In cantiere l’idea di proseguire il percorso del digitale: «Vogliamo continuare con la realtà virtuale: il nostro Edipo Re non è ancora stato visto da molte persone, dato che è stato acquistato dall’Estate teatrale veronese che ci ha chiesto di non consentire troppe repliche prima del lancio. In ogni caso, tutti gli operatori che l’hanno visto hanno espresso grande entusiasmo: è stato distribuito a livello nazionale con discreto successo. Siamo in un terreno avanguardistico, quindi. Vogliamo proseguire quindi in questa direzione sia con la prosa, sia con l’orchestra. Stiamo aspettando la risposta di vari bandi, vogliamo riformulare l’attività dell’orchestra per renderla sostenibile anche in queste condizioni di pubblico contingentato, già un’impresa titanica prima e ora va rivista ancora maggiormente. Ma siamo testardi e non molliamo. Un altro sogno che si sta realizzando, che volevamo sin dagli albori della Fucina, è che diventasse un polo di attrazione non solo per i singoli artisti ma per tutte le compagnie del territorio. Con la pandemia questo progetto sta diventando realtà, anche grazie alla collaborazione con il Teatro Scientifico, con Bam!Bam! e Mitmacher: compagnie di qualità altissima che siamo contenti di poter valorizzare sul nostro territorio».

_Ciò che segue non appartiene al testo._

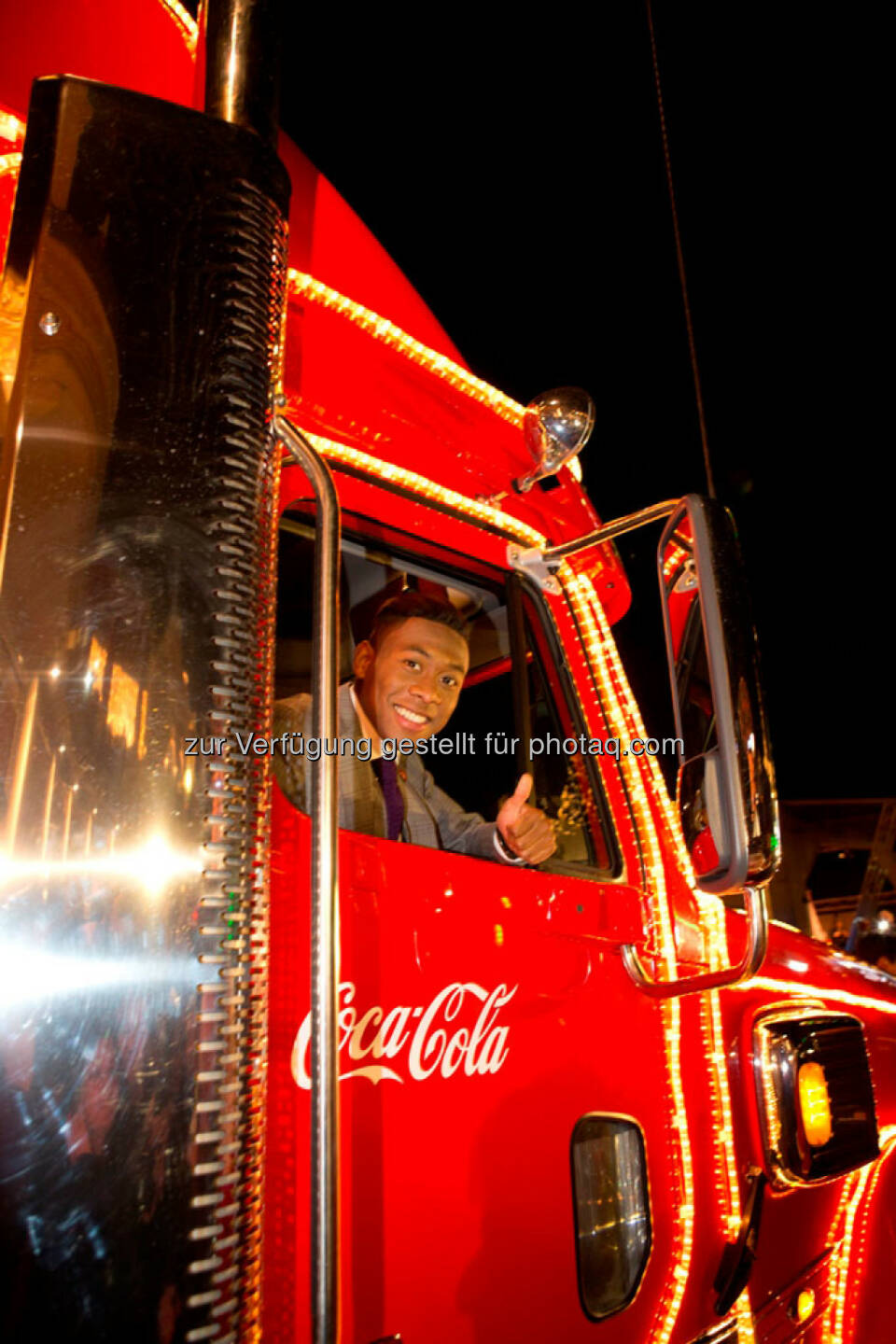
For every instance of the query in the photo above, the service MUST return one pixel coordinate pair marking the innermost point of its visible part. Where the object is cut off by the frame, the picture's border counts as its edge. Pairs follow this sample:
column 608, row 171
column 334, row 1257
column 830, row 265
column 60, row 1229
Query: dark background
column 516, row 175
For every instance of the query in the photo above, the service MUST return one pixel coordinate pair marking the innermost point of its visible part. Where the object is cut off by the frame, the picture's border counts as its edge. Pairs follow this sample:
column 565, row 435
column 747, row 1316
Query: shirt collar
column 367, row 727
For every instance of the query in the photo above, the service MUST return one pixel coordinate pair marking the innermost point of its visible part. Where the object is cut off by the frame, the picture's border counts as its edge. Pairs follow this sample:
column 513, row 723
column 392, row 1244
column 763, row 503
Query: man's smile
column 410, row 715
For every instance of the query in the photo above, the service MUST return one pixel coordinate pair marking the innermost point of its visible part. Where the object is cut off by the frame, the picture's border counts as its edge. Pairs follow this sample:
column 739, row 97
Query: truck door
column 514, row 1144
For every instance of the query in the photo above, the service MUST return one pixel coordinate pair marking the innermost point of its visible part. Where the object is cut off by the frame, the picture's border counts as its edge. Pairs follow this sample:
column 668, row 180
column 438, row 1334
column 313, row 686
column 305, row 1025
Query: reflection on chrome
column 152, row 866
column 31, row 976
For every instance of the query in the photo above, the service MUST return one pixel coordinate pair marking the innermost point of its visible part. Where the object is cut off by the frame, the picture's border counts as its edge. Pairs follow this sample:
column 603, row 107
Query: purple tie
column 387, row 776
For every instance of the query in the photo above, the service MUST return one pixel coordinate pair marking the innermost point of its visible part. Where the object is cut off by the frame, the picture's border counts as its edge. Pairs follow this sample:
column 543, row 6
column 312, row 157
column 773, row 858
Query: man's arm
column 522, row 833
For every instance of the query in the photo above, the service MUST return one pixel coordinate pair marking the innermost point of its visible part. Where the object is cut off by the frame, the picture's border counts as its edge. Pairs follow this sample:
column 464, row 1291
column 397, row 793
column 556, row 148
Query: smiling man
column 407, row 681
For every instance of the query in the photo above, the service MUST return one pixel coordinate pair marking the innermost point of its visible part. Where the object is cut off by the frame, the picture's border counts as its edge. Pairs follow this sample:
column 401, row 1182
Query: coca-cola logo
column 441, row 1036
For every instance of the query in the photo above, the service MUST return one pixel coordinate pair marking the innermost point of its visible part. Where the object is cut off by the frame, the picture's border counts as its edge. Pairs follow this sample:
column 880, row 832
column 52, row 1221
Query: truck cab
column 266, row 1078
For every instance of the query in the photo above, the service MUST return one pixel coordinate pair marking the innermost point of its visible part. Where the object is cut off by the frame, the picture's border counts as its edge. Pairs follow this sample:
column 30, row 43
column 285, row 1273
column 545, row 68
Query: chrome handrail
column 615, row 527
column 746, row 968
column 324, row 891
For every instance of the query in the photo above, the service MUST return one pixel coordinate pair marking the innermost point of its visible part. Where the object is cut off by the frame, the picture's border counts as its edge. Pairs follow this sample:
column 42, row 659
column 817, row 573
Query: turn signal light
column 814, row 1103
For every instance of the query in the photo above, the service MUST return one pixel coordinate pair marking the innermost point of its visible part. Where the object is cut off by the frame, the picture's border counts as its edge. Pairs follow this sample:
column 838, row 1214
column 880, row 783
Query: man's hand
column 526, row 831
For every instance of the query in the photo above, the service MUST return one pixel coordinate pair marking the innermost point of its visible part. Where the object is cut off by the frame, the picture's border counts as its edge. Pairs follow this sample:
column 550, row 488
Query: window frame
column 510, row 586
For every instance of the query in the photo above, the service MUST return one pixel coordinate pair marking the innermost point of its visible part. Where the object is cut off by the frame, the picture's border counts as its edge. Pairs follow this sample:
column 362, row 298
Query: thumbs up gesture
column 526, row 831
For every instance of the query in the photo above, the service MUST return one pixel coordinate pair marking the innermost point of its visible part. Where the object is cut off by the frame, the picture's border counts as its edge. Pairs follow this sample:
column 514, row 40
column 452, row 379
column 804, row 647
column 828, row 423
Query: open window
column 514, row 711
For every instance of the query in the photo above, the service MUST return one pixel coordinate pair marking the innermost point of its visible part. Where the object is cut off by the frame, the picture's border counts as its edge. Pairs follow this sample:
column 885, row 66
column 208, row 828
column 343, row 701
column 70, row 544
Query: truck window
column 492, row 736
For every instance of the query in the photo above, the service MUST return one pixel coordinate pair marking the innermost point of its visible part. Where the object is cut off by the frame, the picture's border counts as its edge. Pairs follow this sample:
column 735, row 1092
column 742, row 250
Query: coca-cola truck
column 263, row 1078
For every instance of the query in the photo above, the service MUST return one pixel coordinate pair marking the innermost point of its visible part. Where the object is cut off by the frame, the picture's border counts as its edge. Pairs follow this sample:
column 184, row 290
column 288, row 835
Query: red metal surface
column 455, row 1204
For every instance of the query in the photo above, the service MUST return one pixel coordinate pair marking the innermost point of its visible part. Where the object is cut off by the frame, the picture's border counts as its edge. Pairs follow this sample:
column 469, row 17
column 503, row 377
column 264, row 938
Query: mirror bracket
column 531, row 561
column 745, row 969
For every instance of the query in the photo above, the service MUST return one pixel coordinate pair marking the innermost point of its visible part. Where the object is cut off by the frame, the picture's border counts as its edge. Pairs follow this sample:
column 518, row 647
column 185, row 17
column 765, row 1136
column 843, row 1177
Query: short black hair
column 412, row 604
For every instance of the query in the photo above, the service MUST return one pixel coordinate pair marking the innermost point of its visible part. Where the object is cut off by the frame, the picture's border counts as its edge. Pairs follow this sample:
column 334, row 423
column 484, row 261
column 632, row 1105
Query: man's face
column 410, row 684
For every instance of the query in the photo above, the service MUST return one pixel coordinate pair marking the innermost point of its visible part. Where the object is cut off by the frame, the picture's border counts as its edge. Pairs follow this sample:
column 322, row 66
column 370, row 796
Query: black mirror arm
column 746, row 968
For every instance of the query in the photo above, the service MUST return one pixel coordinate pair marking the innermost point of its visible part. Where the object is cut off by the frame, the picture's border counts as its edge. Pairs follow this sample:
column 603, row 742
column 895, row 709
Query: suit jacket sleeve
column 459, row 831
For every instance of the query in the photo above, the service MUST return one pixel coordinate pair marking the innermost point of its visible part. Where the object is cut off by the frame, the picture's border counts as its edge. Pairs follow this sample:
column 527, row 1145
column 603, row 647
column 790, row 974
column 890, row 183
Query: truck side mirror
column 725, row 790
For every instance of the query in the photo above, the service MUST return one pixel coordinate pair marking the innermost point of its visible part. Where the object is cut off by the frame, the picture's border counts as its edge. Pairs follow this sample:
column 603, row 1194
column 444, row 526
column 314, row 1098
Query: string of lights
column 303, row 287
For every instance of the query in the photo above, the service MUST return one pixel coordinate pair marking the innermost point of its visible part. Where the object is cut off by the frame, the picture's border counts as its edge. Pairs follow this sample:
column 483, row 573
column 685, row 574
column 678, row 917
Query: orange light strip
column 427, row 489
column 184, row 21
column 844, row 1285
column 713, row 926
column 381, row 329
column 746, row 1334
column 11, row 128
column 615, row 693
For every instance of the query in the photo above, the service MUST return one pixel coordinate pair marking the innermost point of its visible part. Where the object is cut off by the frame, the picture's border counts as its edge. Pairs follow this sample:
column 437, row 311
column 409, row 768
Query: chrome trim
column 324, row 892
column 608, row 531
column 746, row 968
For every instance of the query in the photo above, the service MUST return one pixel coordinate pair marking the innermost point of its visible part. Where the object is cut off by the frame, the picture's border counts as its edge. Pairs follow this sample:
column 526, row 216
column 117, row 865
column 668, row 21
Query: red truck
column 263, row 1078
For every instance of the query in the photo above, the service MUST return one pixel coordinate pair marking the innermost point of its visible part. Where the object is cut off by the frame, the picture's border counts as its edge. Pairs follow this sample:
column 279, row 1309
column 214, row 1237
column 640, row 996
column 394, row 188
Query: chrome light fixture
column 556, row 427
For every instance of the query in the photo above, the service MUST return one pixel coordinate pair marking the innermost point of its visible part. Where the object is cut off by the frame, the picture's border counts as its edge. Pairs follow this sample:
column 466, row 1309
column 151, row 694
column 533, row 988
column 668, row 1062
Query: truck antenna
column 679, row 259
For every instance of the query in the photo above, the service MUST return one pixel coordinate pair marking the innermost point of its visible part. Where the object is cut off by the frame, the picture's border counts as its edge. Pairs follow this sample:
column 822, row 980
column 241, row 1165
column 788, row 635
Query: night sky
column 517, row 177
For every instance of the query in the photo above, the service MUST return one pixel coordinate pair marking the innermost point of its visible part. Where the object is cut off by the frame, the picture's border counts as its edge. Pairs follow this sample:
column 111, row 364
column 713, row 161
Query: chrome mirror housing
column 727, row 797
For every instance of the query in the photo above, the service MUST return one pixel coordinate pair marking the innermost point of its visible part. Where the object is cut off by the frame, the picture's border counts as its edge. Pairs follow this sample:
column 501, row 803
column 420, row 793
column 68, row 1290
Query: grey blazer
column 430, row 816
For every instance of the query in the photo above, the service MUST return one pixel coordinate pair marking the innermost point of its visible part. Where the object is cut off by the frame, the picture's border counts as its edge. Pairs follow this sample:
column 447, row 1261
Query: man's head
column 410, row 671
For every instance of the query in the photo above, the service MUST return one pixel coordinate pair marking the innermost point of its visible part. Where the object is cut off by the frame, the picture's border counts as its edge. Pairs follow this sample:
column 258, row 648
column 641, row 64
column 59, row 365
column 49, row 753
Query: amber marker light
column 804, row 1307
column 814, row 1103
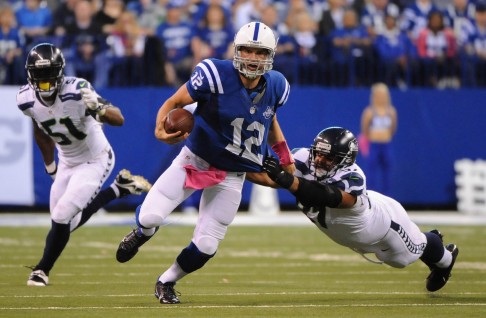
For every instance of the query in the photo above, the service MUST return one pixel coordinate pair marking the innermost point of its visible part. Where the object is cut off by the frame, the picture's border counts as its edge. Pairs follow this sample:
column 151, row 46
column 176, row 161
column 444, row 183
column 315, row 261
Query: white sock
column 173, row 274
column 147, row 232
column 446, row 260
column 115, row 188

L’impegno è grande, ma la motivazione lo è ancora di più, come afferma Stefano Soardo: «È un grande impegno gestire questa macchina, ma se non lo seguissi nessuno mi chiamerebbe a fare il lavoro che amo, oltre al mio secondo impiego di insegnante. Devo continuare a spingere per portare avanti questo sistema. Quando vedo che ogni anno consegniamo in media un centinaio di certificazioni uniche, tra artisti e collaboratori e tre dipendenti, sono soddisfazioni. Creare lavoro sul territorio è una soddisfazione personale».